Pine Bluff Mayor Shirley Washington was the guest speaker during Pine Bluff Arsenal's Women's History Month luncheon March 14 at Creasy Auditorium.

The event kicked off with opening remarks by Sharon Bolden with PBA's Equal Employment Opportunity Office, invocation by Clay Ferrell with PBA's Directorate of Public Works, and words of inspiration by Becky Simmons, president of the Bluff Center Chapter of Federally Employed Women.

"Thank you God for all the cherished women in our lives. We thank you for all of the cherished women in our history. We thank you for our mothers, our sisters, our friends and for our neighbors," said Ferrell during his prayer. "Thank you especially for the women here today. May all women know the love you offer them each and every day. May every woman across the globe continue to be empowered by your love."

The Arsenal's Federal Women's Program Manager Megan Booker with the Directorate of Public Works introduced Washington before she spoke. "We are honored today to welcome Pine Bluff Mayor Shirley Washington as our special guest. She is a former school teacher who has taught a few here in this room," she said. "Her passion for children has led her to serve as president of the Pine Bluff Education Association and as a member of the Southeast Arkansas Arts and Science Center Board of Directors."

Booker said Washington's drive for change and revitalization is evident in downtown Pine Bluff, with new buildings being built and other construction projects underway.

"Good morning everyone. This is a welcoming spot, even though I got lost trying to find the right place," said Washington. "Once I stopped my car, I saw smiling faces coming towards me and I knew I must be in the right place. Thank you for welcoming and inviting me to be here."
Washington said the world needs to know women are special. "We deserve not just a day but an entire month. I think this is great. We are great individuals -- each one of us in our own right and life," she said. "We do wonderful things."

She said she taught school for 38 years. "Twenty-two of those years I was in the classroom and the remainder I was a building administrator. Each year, I had at least 25 or more kids in my classroom. Then for 16 years, I had sometimes close to 500 kids each year," said Washington. "That was a lot of kids to remember."

I see women as the backbone of the community, said Washington. "As I look back on my time in the classroom and schools, and on my short time as mayor, I see teachers, mentors and principals coming to school every day. Dedicating their lives to helping students succeeds every day," she said. "I see mothers, sisters, aunties, cousins and grandmothers taking care of young children. I see women in church across the city embracing the mindset of Jesus Christ. They are all working together to build a Pine Bluff that we can all be proud to call home."

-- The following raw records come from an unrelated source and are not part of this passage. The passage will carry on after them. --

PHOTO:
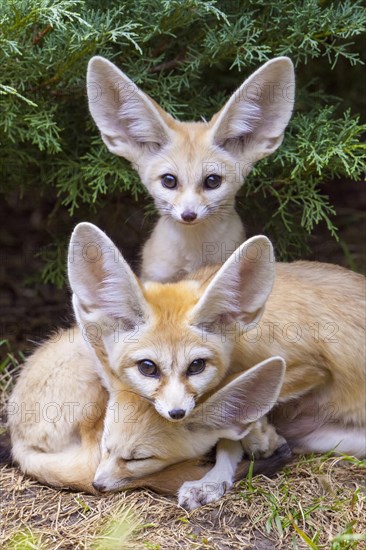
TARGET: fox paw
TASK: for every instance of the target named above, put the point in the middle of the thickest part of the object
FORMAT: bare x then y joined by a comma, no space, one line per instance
194,494
262,440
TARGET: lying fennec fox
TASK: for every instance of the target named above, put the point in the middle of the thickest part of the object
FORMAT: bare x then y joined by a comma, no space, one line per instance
118,317
193,170
173,342
59,405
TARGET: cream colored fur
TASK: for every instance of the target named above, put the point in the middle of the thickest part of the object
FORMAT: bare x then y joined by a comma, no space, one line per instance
314,318
234,317
67,431
249,127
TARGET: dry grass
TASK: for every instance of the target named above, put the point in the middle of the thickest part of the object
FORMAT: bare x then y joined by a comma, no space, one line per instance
317,502
309,505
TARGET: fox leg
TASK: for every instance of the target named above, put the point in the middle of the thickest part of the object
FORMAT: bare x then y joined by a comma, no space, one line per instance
217,481
262,440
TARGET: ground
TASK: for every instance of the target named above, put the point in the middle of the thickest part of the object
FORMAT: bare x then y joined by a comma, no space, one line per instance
315,502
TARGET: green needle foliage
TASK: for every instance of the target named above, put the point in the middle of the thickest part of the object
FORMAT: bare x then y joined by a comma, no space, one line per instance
189,55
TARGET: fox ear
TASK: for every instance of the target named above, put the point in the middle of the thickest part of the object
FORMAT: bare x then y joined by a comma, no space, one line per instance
241,287
105,290
242,401
253,121
130,122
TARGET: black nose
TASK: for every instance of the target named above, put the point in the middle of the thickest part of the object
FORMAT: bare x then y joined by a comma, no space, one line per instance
177,414
188,216
99,486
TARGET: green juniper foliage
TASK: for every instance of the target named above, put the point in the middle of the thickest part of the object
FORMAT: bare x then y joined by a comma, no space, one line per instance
189,55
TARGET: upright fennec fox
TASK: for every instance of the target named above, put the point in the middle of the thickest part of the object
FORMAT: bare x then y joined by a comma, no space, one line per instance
174,342
71,430
193,170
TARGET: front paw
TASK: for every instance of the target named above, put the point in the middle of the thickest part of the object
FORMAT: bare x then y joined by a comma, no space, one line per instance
194,494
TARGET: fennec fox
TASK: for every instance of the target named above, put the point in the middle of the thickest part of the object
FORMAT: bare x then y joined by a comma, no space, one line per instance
174,342
193,170
69,429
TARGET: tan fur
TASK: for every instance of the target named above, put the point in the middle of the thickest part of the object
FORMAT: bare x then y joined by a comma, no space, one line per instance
249,127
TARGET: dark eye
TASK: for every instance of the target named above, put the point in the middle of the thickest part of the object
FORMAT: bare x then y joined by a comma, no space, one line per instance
148,368
169,181
212,182
197,366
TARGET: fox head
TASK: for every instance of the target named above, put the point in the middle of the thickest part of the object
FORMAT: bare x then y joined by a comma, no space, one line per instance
170,343
137,442
192,169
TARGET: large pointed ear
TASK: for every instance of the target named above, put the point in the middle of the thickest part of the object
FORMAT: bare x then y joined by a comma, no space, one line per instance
242,401
105,290
130,122
241,287
253,121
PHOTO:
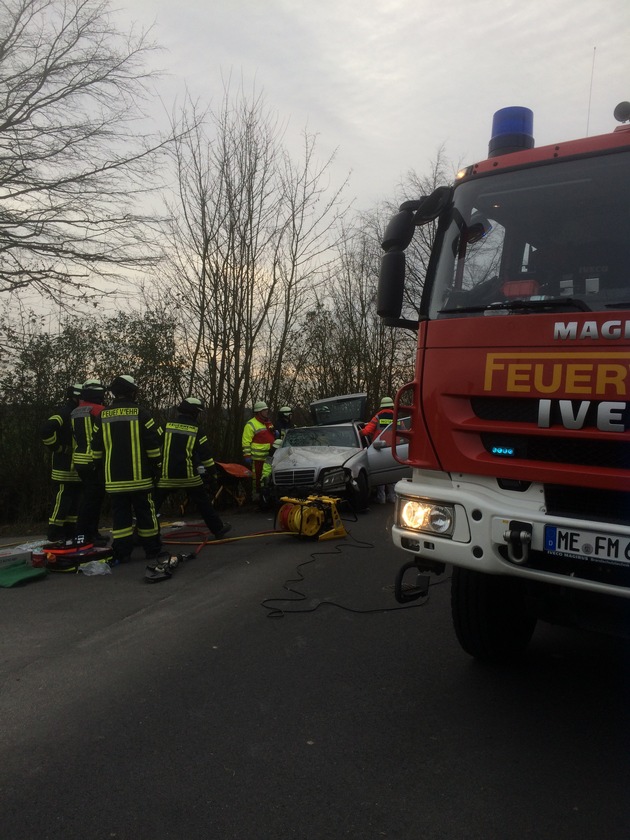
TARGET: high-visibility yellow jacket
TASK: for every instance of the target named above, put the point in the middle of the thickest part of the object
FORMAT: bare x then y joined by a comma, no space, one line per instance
258,435
380,421
128,441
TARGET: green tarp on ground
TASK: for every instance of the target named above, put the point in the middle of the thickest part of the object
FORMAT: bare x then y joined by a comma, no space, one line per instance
20,573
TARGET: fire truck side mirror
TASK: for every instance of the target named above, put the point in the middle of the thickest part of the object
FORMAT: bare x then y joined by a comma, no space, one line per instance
391,285
433,205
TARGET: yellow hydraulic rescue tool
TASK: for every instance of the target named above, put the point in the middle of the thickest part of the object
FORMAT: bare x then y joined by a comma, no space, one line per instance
315,517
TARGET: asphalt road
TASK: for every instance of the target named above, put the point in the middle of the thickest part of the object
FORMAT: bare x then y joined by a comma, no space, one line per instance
273,688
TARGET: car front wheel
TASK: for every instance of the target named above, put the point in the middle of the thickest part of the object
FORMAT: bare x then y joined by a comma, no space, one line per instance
360,493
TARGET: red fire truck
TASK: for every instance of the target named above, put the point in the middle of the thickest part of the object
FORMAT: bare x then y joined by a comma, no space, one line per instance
520,428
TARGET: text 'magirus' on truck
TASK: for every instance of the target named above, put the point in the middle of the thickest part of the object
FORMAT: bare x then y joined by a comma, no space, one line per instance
520,427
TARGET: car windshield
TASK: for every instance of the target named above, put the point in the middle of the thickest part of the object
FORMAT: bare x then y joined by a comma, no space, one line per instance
322,436
549,238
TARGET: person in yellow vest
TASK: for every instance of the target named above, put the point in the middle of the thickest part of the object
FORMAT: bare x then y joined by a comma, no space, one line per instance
381,420
258,437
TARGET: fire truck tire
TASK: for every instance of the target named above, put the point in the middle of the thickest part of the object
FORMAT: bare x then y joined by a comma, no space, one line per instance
360,498
490,615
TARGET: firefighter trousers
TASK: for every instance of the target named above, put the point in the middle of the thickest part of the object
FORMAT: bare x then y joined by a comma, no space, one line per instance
63,516
124,507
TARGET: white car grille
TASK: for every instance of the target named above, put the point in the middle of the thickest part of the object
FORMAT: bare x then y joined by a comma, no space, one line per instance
292,478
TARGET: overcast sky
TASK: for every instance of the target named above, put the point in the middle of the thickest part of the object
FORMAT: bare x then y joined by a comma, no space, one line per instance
387,83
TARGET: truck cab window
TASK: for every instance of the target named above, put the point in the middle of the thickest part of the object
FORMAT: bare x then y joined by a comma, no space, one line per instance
549,232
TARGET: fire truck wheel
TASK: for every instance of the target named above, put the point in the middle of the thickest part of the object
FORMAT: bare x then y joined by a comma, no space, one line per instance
490,615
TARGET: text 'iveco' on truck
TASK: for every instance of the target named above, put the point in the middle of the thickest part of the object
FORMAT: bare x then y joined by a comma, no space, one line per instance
520,405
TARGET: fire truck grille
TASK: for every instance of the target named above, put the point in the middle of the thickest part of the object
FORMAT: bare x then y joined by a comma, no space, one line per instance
292,478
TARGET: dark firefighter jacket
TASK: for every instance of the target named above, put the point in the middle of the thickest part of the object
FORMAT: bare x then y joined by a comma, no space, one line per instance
83,418
128,441
185,448
57,437
380,421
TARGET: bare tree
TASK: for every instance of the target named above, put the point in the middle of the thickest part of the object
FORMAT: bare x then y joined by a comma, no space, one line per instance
249,235
73,157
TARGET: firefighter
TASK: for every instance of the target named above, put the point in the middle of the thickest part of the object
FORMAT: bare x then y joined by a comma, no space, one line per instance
128,442
266,491
258,436
285,420
90,472
383,418
187,457
56,434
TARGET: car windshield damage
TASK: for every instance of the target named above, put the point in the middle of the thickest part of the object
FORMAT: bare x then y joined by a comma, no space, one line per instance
548,238
322,436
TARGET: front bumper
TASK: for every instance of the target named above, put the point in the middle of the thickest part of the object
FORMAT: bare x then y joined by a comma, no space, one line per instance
484,514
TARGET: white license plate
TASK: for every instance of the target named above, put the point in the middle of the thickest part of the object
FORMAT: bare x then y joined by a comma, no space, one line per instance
587,545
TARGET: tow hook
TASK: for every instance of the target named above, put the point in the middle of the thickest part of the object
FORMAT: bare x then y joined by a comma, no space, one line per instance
518,538
405,593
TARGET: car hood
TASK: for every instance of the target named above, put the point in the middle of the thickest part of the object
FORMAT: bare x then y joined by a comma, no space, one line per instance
293,457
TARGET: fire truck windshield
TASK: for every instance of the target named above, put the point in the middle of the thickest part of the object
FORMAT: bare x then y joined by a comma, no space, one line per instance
546,237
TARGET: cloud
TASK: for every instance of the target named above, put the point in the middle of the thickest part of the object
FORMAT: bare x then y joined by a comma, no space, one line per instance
387,84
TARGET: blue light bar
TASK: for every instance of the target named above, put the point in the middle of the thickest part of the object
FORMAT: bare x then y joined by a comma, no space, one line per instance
512,131
503,451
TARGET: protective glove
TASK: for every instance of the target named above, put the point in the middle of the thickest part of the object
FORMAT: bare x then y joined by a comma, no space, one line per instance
212,481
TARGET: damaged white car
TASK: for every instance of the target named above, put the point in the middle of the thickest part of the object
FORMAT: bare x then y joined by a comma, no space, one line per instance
336,460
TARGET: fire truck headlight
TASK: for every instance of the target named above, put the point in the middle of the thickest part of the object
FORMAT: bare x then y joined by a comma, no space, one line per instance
427,516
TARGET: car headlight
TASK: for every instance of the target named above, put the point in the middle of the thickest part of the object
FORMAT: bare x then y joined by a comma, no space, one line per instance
333,478
422,515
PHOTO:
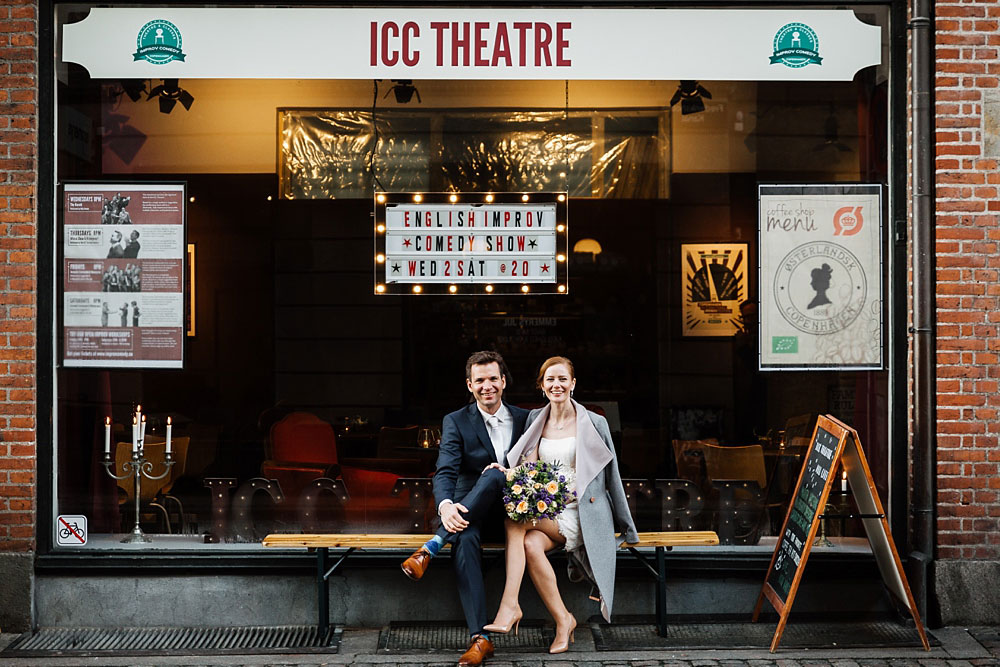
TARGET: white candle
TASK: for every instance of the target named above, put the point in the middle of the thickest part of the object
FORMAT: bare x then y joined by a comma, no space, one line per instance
169,428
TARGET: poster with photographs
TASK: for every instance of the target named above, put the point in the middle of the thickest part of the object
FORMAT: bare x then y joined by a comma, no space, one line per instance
123,274
713,284
820,277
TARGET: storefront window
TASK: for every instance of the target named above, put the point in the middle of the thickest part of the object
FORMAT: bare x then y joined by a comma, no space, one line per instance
303,401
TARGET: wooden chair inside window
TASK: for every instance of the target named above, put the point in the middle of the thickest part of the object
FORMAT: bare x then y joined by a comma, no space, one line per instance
391,438
743,463
689,455
153,493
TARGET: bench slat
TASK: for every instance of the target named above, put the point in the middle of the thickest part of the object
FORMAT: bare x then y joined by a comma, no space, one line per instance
397,541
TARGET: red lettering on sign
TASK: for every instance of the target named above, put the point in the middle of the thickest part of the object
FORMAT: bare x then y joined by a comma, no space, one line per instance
543,37
410,57
389,29
480,42
460,44
562,43
439,27
522,29
501,47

Washington said when she thought of women who were champions of peace and non-violence, she thought of women from the past.

"Any time you hear the name Rosa Parks, you immediately think of a lady going home from work who refused to give up her seat on the bus one day. That took courage. That took someone who was strong and was willing to stand up for something right," she said. "I think of Hannah, the prophetess and mother of Samuel. I think of people right here in our community. Women who have taken the baton to move things forward."

Speaking about her mother, Washington said she wanted the best for her children. "She was a good mother and tried her best to provide everything we needed, even though her income was about five dollars a week. She raised us (seven kids) to perfection," she said. "When I talk about a person of peace, my mother taught us to get along. She said you love your siblings. She told us to avoid fighting in school, but always let them know you aren't afraid. You just know there is a better way."

In the past and even in our own lifetimes, women are strong, bold and a catalyst for change, said Washington. "These women exemplify how one can change the trajectory of the future, how they can change that trajectory for generations and the fight still continues," she said. "The message is we have to and must keep fighting because there are still battles to be won. We fight for our voices to be heard."

Following the mayor's presentation, Roch Byrne, PBA's Deputy to the Commander, presented Washington with a certificate of appreciation.

Arsenal Commander Col. Luis Ortiz presented the FWP Woman of the Year award to Anne McGuire with the Directorate of Public Works, and the FWP Supervisor/Leader of the Year award was presented to Karen Whitlow with the Directorate of Material Management.